Ross Stores Agrees to $3.9 Million Civil Penalty, Internal Compliance Improvements for Failure to Report Drawstrings in Children's Upper Outerwear
In addition to paying a monetary penalty, Ross Stores has agreed to implement and maintain a compliance program designed to ensure compliance with the reporting requirements of Section 15(b) of the Consumer Product Safety Act and the Final Rule. Ross Stores also agreed to enhance its existing compliance policies by ensuring that its ongoing program contains written standards and policies, a mechanism for confidential employee reporting of compliance related questions or concerns, and appropriate communication of company compliance policies to all employees through training programs. Ross Stores has designed and implemented a system of internal controls and procedures to ensure that the firm's reporting to the commission is timely, truthful, complete, accurate and in accordance with applicable law. The company will also take steps to ensure that prompt disclosure is made to management of any significant deficiencies or material weaknesses in the design or operation of such internal controls.

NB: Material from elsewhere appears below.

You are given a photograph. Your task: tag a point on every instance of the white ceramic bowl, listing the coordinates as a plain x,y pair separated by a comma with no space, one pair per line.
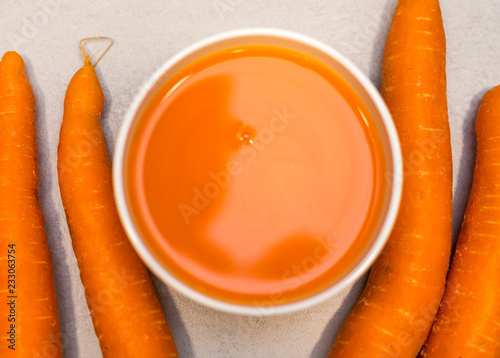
357,80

"Ross is a repeat violator," Tenenbaum said. "In 2009, it paid a civil penalty of $500,000 for violating the same law, Section 15 of the Consumer Product Safety Act (CPSA). Neither the fine nor the supposed remedial measures Ross implemented on its own initiative following that settlement was sufficient to prevent the continued sale of defective garments. Vendors who were contractually obligated to provide compliant products continuously failed to do so; internal policies prohibiting the purchase, inventory, and sale of garments with drawstrings were equally ineffective. Regardless of what Ross's management may have wanted to believe about the effectiveness of their policies, they clearly did not work. Moreover, the fact that Ross did not design, manufacture, or import the garments did not relieve it of the obligation to ensure that they comply with all applicable safety statutes and regulations."

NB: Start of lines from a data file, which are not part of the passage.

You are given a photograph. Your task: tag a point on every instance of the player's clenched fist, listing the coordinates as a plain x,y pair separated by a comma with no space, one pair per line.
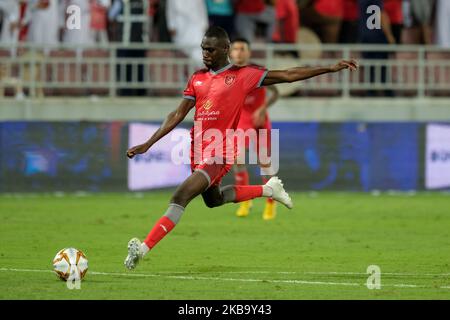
345,64
142,148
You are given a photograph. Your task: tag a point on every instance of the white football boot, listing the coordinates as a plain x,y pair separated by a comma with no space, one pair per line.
279,194
134,254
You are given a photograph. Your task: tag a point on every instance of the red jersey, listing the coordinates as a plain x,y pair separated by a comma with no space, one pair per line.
219,99
287,11
253,102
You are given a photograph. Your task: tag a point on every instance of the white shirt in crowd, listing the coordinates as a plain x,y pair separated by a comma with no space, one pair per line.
189,21
43,23
11,14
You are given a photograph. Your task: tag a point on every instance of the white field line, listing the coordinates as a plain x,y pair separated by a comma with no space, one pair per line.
293,281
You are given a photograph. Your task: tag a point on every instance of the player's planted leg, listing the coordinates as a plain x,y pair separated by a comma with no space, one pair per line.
216,196
188,190
270,209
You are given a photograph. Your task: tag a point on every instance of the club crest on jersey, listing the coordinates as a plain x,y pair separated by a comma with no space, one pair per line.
230,79
207,105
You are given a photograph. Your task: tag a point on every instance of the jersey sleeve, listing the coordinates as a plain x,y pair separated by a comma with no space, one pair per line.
189,91
254,77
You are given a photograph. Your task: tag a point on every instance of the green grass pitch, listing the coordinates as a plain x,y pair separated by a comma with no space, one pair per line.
319,250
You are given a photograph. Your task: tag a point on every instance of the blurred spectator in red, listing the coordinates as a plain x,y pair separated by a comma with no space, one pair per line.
82,36
394,11
417,17
23,33
251,12
99,13
221,13
187,22
325,18
43,18
288,21
349,25
443,23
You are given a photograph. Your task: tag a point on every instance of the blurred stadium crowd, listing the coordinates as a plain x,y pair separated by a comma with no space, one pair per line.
179,21
96,56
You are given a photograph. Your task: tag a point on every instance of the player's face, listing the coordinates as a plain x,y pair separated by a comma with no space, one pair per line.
215,52
240,53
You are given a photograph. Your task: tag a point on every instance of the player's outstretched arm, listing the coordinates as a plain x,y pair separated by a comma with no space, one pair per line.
172,120
303,73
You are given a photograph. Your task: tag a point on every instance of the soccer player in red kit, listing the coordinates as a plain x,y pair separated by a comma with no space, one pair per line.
218,93
254,116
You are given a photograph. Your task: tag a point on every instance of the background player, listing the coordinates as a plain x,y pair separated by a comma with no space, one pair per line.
218,93
254,116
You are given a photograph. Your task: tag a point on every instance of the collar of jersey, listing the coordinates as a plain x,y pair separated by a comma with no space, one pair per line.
228,66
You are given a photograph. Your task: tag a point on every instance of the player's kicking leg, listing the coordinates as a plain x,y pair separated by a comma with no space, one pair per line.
270,209
216,196
241,178
194,185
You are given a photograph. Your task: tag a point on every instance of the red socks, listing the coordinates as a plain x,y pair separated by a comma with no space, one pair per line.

Federal law requires manufacturers, distributors, and retailers to report to CPSC immediately (within 24 hours) after obtaining information reasonably supporting the conclusion that a product contains a defect which could create a substantial product hazard, creates an unreasonable risk of serious injury or death, or fails to comply with any consumer product safety rule or any other rule, regulation, standard, or ban enforced by CPSC.